Whatever you end up doing, just remember to give yourself plenty of time to plan, build, and ship your booth!
4) Ask for Help
I’m one of those people who hates to ask for help, but I’ve had to learn to swallow my pride. When it came to my booth design, I made a mood board and a detailed plan of how I was going to execute it. Still, I decided to consult a couple of stylists for any suggestions/improvements they might have.
Meta from One More Mushroom gave me the idea of dyeing a curtain to echo and draw attention to our shibori-influenced indigo collection. Brittany from The House That Lars Built gave me great advice in the form of a veto. She reigned me in and helped me keep the booth design clean. The two of them also helped me out with the sheepskins. I’d thought of draping them over the stools, but was worried they would be too big and look sloppy. Meta & Brittany had an easy solution for that: just trim them smaller! Of course!
For the finishing touch, I would need rent or buy some green plants and additional rugs in New York to add to the display. Meta put me in touch with her friend, stylist Kendra Smoot, who ended up sending me photos of the plants and rugs in her own apartment and giving me free reign to pick whatever I needed!
Finally, I realized at the last minute that needed help with our booth set-up. Kirk and I could do it ourselves, but it would go so much faster with one more person to help paint, run pesky errands, etc… I should have planned ahead, but with fingers crossed, I put a post up on Instagram. Two hard working and curious creative women living in NYC – Nicole Marinese and Elise Kelly — came to the rescue!
Could we have done it all without help? Yes. But it just wouldn’t have turned out as well. The input from these collaborators added the finishing touches that pulled everything together so well and made the booth really stand out. I’m so grateful.

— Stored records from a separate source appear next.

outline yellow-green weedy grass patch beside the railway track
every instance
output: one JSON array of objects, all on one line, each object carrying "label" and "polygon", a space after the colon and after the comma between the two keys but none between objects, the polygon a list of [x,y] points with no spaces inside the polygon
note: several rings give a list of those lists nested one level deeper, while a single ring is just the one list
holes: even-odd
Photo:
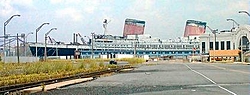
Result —
[{"label": "yellow-green weedy grass patch beside the railway track", "polygon": [[[145,62],[139,58],[124,58],[129,64]],[[105,65],[109,59],[48,60],[35,63],[0,63],[0,86],[37,82],[53,78],[62,78],[80,73],[117,68],[117,65]]]}]

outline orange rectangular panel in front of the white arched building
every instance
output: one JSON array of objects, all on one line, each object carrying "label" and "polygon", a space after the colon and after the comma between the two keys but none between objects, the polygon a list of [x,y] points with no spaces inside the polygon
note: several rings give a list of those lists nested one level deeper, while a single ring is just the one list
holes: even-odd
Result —
[{"label": "orange rectangular panel in front of the white arched building", "polygon": [[233,57],[239,56],[240,50],[210,50],[209,56],[215,57]]}]

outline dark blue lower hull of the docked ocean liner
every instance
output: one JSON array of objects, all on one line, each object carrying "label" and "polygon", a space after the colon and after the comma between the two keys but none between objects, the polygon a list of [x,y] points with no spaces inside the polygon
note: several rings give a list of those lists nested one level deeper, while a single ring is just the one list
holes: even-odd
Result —
[{"label": "dark blue lower hull of the docked ocean liner", "polygon": [[[33,56],[36,56],[36,46],[30,45],[30,50]],[[37,56],[44,56],[44,45],[37,46]],[[92,56],[91,46],[86,45],[48,45],[46,47],[47,56],[75,56],[76,51],[79,51],[78,58],[90,58]],[[99,55],[114,55],[114,54],[134,54],[149,57],[175,56],[176,58],[186,58],[189,55],[199,54],[199,50],[193,49],[142,49],[142,48],[93,48],[93,56]]]}]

Reach out for help when you need it — a bit of collaboration makes all the difference!
5) Make Sure Your Product Stands Out
Now, if you are going to all this trouble to create a beautiful, original, well-planned booth, you need to have beautiful, original, well-planned products as well. That should probably go without saying, but I’m going to say it anyways. It’s that important.

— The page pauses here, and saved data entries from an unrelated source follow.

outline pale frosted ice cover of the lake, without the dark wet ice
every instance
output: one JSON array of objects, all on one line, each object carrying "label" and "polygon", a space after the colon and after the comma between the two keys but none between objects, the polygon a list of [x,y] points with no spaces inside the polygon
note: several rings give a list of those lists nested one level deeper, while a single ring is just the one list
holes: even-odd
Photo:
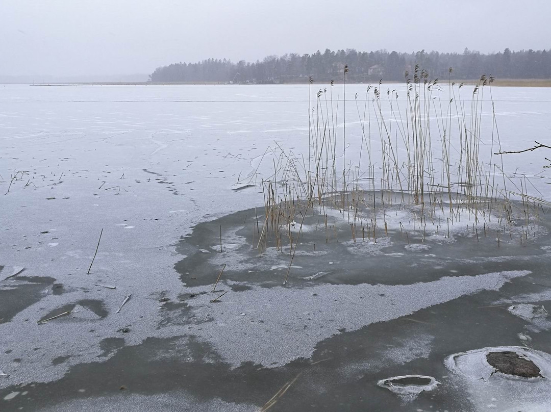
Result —
[{"label": "pale frosted ice cover of the lake, without the dark wet ice", "polygon": [[[402,99],[403,86],[396,87],[401,90]],[[473,263],[468,270],[462,267],[457,276],[446,267],[445,270],[436,269],[438,272],[433,278],[425,277],[420,281],[413,277],[409,284],[386,274],[386,278],[377,278],[373,284],[364,282],[355,290],[353,285],[336,284],[347,281],[337,278],[344,272],[345,259],[349,259],[351,254],[359,259],[363,253],[371,251],[370,257],[374,259],[402,259],[404,264],[412,264],[411,272],[416,276],[425,276],[428,269],[424,264],[430,262],[432,267],[435,257],[441,260],[450,258],[441,249],[446,243],[446,238],[441,237],[445,225],[438,222],[438,219],[445,221],[446,215],[441,214],[436,216],[434,223],[439,225],[439,236],[426,236],[425,241],[419,237],[410,238],[410,245],[406,245],[404,238],[400,242],[396,239],[387,242],[381,238],[377,247],[354,245],[348,238],[342,245],[347,251],[344,254],[321,250],[318,243],[316,256],[320,254],[323,259],[320,265],[324,268],[307,268],[295,263],[307,271],[296,273],[301,277],[328,272],[322,277],[302,280],[314,285],[315,289],[304,285],[297,290],[279,286],[263,289],[251,285],[250,290],[228,291],[221,303],[209,302],[216,296],[199,295],[185,302],[193,317],[191,321],[173,316],[176,321],[167,324],[169,315],[159,308],[160,296],[169,296],[173,302],[179,302],[180,295],[209,290],[203,286],[188,288],[182,285],[181,274],[176,272],[174,265],[184,257],[175,253],[175,245],[182,241],[182,237],[190,236],[193,227],[199,223],[255,206],[258,214],[263,215],[261,205],[264,198],[258,183],[274,173],[273,160],[277,160],[277,155],[266,151],[267,147],[274,147],[274,141],[297,155],[308,151],[307,86],[259,85],[250,88],[249,96],[245,97],[237,95],[242,93],[242,88],[214,86],[2,86],[0,265],[4,269],[1,279],[15,274],[15,267],[25,267],[17,277],[52,278],[63,285],[64,292],[54,295],[51,284],[42,286],[36,283],[36,287],[41,288],[37,292],[36,299],[39,300],[29,302],[13,318],[10,316],[9,321],[0,323],[0,346],[3,349],[0,351],[0,365],[10,375],[9,379],[0,380],[0,388],[29,382],[51,382],[63,377],[75,365],[105,362],[117,349],[98,357],[104,355],[102,341],[121,338],[121,332],[117,331],[128,324],[132,327],[131,333],[124,336],[127,346],[139,345],[149,337],[162,339],[189,333],[206,345],[212,344],[232,366],[242,361],[266,364],[277,361],[278,365],[283,365],[298,357],[310,356],[316,345],[341,334],[339,329],[344,327],[358,330],[372,322],[395,319],[420,308],[482,291],[499,290],[501,293],[507,281],[527,278],[527,272],[521,270],[526,269],[523,266],[533,259],[532,243],[516,247],[516,239],[515,248],[512,248],[514,241],[507,236],[502,239],[499,251],[489,256],[476,254],[478,248],[472,246],[476,245],[474,237],[467,239],[470,243],[461,243],[467,224],[473,223],[469,221],[455,226],[457,229],[451,228],[453,239],[458,240],[453,246],[462,247],[446,249],[456,259],[454,265],[462,258],[467,265]],[[366,85],[347,85],[347,95],[354,96],[365,89]],[[526,89],[522,88],[498,88],[493,93],[504,149],[525,149],[533,145],[534,139],[548,135],[551,89],[533,89],[527,95]],[[253,103],[245,100],[253,100]],[[354,105],[347,104],[347,118],[354,119],[355,110]],[[385,110],[388,108],[383,107]],[[492,150],[492,143],[494,149],[498,143],[497,140],[491,142],[491,110],[490,104],[485,106],[484,120],[490,121],[481,124],[485,139],[481,150],[484,153]],[[351,146],[346,160],[355,167],[355,155],[352,154],[356,143],[353,142],[361,141],[358,122],[347,124],[347,131],[357,137],[347,140]],[[379,150],[375,147],[374,156]],[[538,153],[504,157],[507,185],[511,182],[511,187],[520,186],[522,178],[523,182],[527,181],[527,190],[531,194],[540,196],[547,193],[549,174],[546,173],[548,170],[542,170],[543,157]],[[4,195],[10,183],[9,176],[18,171],[17,180]],[[377,169],[377,173],[380,172]],[[500,178],[496,176],[496,180]],[[236,185],[237,181],[239,185]],[[348,225],[349,216],[338,211],[329,214],[343,227]],[[252,218],[252,215],[248,216],[247,224]],[[382,227],[382,215],[378,214],[377,218],[377,224]],[[412,230],[412,218],[409,210],[386,216],[395,234],[399,231],[399,223],[404,225],[404,230]],[[493,219],[492,224],[496,224]],[[119,230],[122,227],[129,230]],[[87,275],[102,228],[104,233],[98,255],[90,275]],[[224,252],[216,253],[214,258],[219,261],[213,262],[228,263],[230,269],[233,261],[225,258],[231,257],[231,250],[247,245],[247,240],[237,233],[234,237],[229,232],[224,233]],[[307,232],[308,235],[314,233],[314,230]],[[517,234],[518,231],[512,235]],[[250,236],[249,232],[247,236]],[[491,236],[494,238],[493,234]],[[205,257],[210,258],[214,251],[218,251],[217,242],[218,234],[215,234],[202,246],[205,250],[212,246],[211,254],[204,254]],[[506,245],[506,242],[511,245]],[[50,247],[48,243],[57,243],[57,246]],[[511,248],[506,248],[504,243]],[[305,244],[304,249],[299,247],[296,259],[307,258],[312,248],[311,244]],[[424,256],[428,252],[434,256]],[[550,250],[539,252],[549,254]],[[404,253],[404,256],[397,253]],[[268,248],[265,256],[268,268],[281,264],[280,254]],[[416,257],[412,258],[412,254]],[[519,271],[490,273],[494,269],[478,270],[481,262],[487,262],[484,259],[515,265]],[[252,259],[236,260],[235,263],[231,269],[242,270],[244,274],[258,267],[257,263],[253,265]],[[365,267],[371,264],[372,261]],[[330,273],[328,267],[331,267]],[[468,275],[463,270],[467,270]],[[284,269],[277,272],[284,272]],[[228,273],[231,274],[231,270]],[[377,277],[381,273],[377,270],[371,275]],[[214,277],[217,274],[218,270]],[[452,274],[454,277],[450,277]],[[386,284],[382,284],[383,280]],[[280,283],[279,278],[277,281]],[[245,284],[224,282],[225,279],[220,284],[224,291]],[[2,292],[24,291],[21,296],[29,295],[21,286],[33,284],[31,281],[3,283],[6,285],[0,286]],[[117,289],[101,288],[95,286],[96,283],[116,285]],[[381,293],[386,295],[379,296]],[[549,292],[544,296],[539,290],[523,290],[523,293],[526,299],[528,295],[541,299],[550,296]],[[121,313],[115,314],[128,294],[132,294],[133,299]],[[415,295],[415,301],[410,295]],[[67,317],[36,325],[36,321],[46,313],[64,305],[74,305],[83,297],[101,301],[107,315],[101,320]],[[500,294],[492,299],[502,297]],[[537,300],[513,299],[507,303],[519,302],[536,303]],[[311,312],[311,315],[303,315],[304,312]],[[241,316],[241,313],[246,315]],[[0,319],[3,317],[0,315]],[[515,339],[517,332],[513,333]],[[537,336],[532,335],[536,340]],[[422,342],[432,342],[430,338],[426,339]],[[395,348],[394,352],[399,359],[424,357],[427,353],[430,353],[430,348],[424,351]],[[54,359],[63,356],[71,357],[62,364],[52,365]],[[23,361],[18,363],[14,359]],[[372,365],[376,365],[378,360],[372,360]],[[13,392],[11,389],[6,391],[9,391],[6,395]],[[138,410],[136,405],[139,404],[143,410],[148,410],[154,408],[152,404],[155,402],[170,403],[172,396],[167,394],[161,399],[125,397],[121,403],[124,408]],[[207,401],[206,406],[201,406],[202,400],[187,394],[184,397],[188,400],[181,405],[190,405],[195,410],[251,409],[249,404],[234,405],[223,400],[214,400],[212,404]],[[19,394],[9,402],[14,404],[21,398]],[[97,405],[102,405],[101,408],[109,410],[110,405],[114,405],[114,410],[120,410],[121,404],[111,402],[111,399],[90,399],[90,402],[69,402],[63,408],[95,410]]]}]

This wasn’t our most successful stationery show just because the booth looked good. We had a big collection of brand new products that were fresh and caught people’s attention. I was taking a big risk breaking from my tried and true aesthetic, and I really didn’t know how people would respond. In a make-or-break decision, I decided to go for it. I’m so glad I did.
I realized that that’s how it had been when I first started Sycamore Street Press nearly 7 years ago. Almost daily, I was making the kinds of decisions that would make my hands shake. Somewhere along the way, though, I grew a bit more comfortable with the status quo. That’s a dangerous thing.
This past year, I decided to shake things up, and I am determined to keep that mindset. To always be looking at the bigger picture, adapting, evolving — while remaining true to my core values, of course.
If we all remember to keep doing that, I’m confident the inspiration will come to us for original, stand out designs. We will be the better for it; our companies will be the better for it, and so will the stationery industry as a whole.